Figure 6: (a) Deformation failure processes; (b) stiffness degradation of two specimens provided by reference [38]; (c) deformation failure processes of two specimens provided by reference [38].

In order to investigate the effects of flexible connection on in-plane behaviors of infilled RC frame, a quasistatic experiment was performed by Zhou et al. [11]. Figure 7(a) shows the stiffness degradation of three specimens, one specimen is a rare frame, one is an infilled RC frame with rigid connection, and another one is an infilled RC frame with flexible connection; Figure 7(b) shows the deformation failure processes of above-mentioned specimens; Figure 8 shows the failure modes of above-mentioned specimens; and the following conclusions can be obtained. Firstly, the initial lateral stiffness of infilled RC frame with rigid connection is about 4.28 times that of bare frame, and the initial lateral stiffness of specimen with flexible connection is about 1.96 times that of bare frame. During the experimental process, the stiffness degradation processes of specimens with rigid connection and flexible connection are all faster than that of bare frame, but flexible connection can retard the stiffness degradation of frame structure. Secondly, for the specimen with rigid connection, the yield displacement and yield load are about 6.84 mm and 373.88 KN, respectively; for the specimen with flexible connection, the yield displacement and yield load are about 7.08 mm and 251.0 KN, respectively; and for the rare frame, the yield displacement and yield load are about 9.59 mm and 166.3 KN, respectively. Thirdly, the horizontal bearing capacity of specimen with rigid connection is 421.1 KN, about 1.48 times than that of bare frame (284.5 KN), and the horizontal bearing capacity of specimen with flexible connection is 331.2 KN, about 1.16 times that of the bare frame. According to the above analysis, although the effects of flexible connection on lateral stiffness and bearing capacity of frame structure are inferior to that of rigid connection, it can reduce the unfavorable interaction between infill wall and surrounding frame, retard the stiffness degradation, and effectively improve the seismic performance of frame structure.

Figure 7: (a) Stiffness degradation of two specimens provided by reference [11]; (b) deformation failure processes of three specimens provided by reference [11].
Figure 8: Final failure modes of three specimens provided by reference [11]: (a) bare frame; (b) infilled RC frame with rigid connection; (c) infilled RC frame with flexible connection.

3. Improved Equivalent Diagonal Strut Model

According to Section 2, there exist significant differences in effects of connection on in-plane behaviors of infilled RC frame. On this basis, based on discussing the action pattern of flexible connection, an improved equivalent diagonal strut model for simulating the in-plane behavior of infilled RC frame with flexible connection was proposed in this section.

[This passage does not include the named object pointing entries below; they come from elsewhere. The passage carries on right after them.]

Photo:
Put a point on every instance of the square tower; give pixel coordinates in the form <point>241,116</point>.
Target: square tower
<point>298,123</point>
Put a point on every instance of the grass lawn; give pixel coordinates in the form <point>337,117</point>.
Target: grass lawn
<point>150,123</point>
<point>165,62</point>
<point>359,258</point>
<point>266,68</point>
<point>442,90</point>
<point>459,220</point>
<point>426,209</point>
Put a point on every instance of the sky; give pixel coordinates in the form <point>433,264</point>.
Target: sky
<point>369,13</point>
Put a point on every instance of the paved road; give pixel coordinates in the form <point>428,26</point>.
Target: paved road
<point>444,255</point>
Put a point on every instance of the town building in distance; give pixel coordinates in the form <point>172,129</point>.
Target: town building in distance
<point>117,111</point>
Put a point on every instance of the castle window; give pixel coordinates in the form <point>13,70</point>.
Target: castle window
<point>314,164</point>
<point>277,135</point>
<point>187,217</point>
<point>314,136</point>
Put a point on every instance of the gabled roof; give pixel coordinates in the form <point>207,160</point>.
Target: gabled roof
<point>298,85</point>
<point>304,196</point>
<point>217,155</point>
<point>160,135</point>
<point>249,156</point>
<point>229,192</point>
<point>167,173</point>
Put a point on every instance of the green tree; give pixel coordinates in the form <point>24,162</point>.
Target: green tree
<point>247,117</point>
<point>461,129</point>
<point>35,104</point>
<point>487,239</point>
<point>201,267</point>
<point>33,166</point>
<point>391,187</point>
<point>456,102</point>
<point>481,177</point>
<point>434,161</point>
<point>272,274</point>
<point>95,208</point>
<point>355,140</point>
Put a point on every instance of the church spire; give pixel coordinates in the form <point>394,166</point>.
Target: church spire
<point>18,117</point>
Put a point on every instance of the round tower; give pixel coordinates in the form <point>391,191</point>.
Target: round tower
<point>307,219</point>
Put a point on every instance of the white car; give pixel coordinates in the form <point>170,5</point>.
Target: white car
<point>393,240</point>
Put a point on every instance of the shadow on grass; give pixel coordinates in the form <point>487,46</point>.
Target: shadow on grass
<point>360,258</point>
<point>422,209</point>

3.1. Action Pattern of Flexible Connection

The infilled RC frame with flexible connection is one kind of new structure types, so there are great differences between the action pattern of flexible connection and that of rigid connection. Generally speaking, the action pattern of rigid connection can be characterized by contact model, as shown in Figure 9(a). Specifically, in normal direction, if contact pressure is less than or equal to 0, two contact surfaces will separate from each other, and if contact pressure is greater than 0, load will transfer between infill wall and surrounding frame. For flexible connection, the preset crack between infill wall and surrounding frame is filled with vibration-absorptive materials, so its action pattern is much more complicated than that of rigid connection. Based on deeply studying the properties of vibration-absorptive materials [39, 40], the compression behavior of filling material can be characterized by the Kelvin model [41, 42] and the tensile behavior of filling material can be characterized by failure element model [42], as shown in Figure 9(b). Therefore, if the microfinite element analysis approach is adopted, the behavior of flexible connection can be accurately simulated. For macrofinite element analysis approach, some simplifications must be adopted.

Figure 9: Action patterns of flexible connection and rigid connection.

The effects of flexible connection on lateral stiffness of infilled RC frame are similar to that of opening. So in this study, combined with the macrofinite element simulation methods for infilled RC frame with opening, a simplified analysis method for simulating the effects of flexible connection on infilled RC frame was proposed. The effects of opening on the lateral stiffness of infilled RC frames were deeply investigated by references [33, 34], and the stiffness reduction factor , defined as the stiffness of the infill wall with opening to that of the infill wall without opening, was introduced to characterize the effects of opening. According to the research findings provided by references [33, 34], the parameter is related to the opening percentage (opening area/infill wall area) and opening position. Figure 10 shows three typical opening positions, named Case A, Case B, and Case C. Figure 11 shows the relationship between stiffness reduction factor and opening percentage (0%∼25%) of the above-mentioned cases, and the following findings can be obtained. Firstly, if the opening position is fixed, the increase of opening percentage led to the stiffness degradation of infilled RC frame. Secondly, if the opening percentage is fixed, the opening positions have great influences on the stiffness reduction factor. For above-mentioned cases, the stiffness reduction factor of Case A is the maximum, the second one is Case B, and the stiffness reduction factor of Case C is the minimum. It has been proved that the stiffness reduction factor of Case B can be expressed as follows:

Figure 10: Opening positions. (a) Case A, (b) Case B, (c) Case C.
Figure 11: The relationship between the stiffness reduction factor and the opening percentage.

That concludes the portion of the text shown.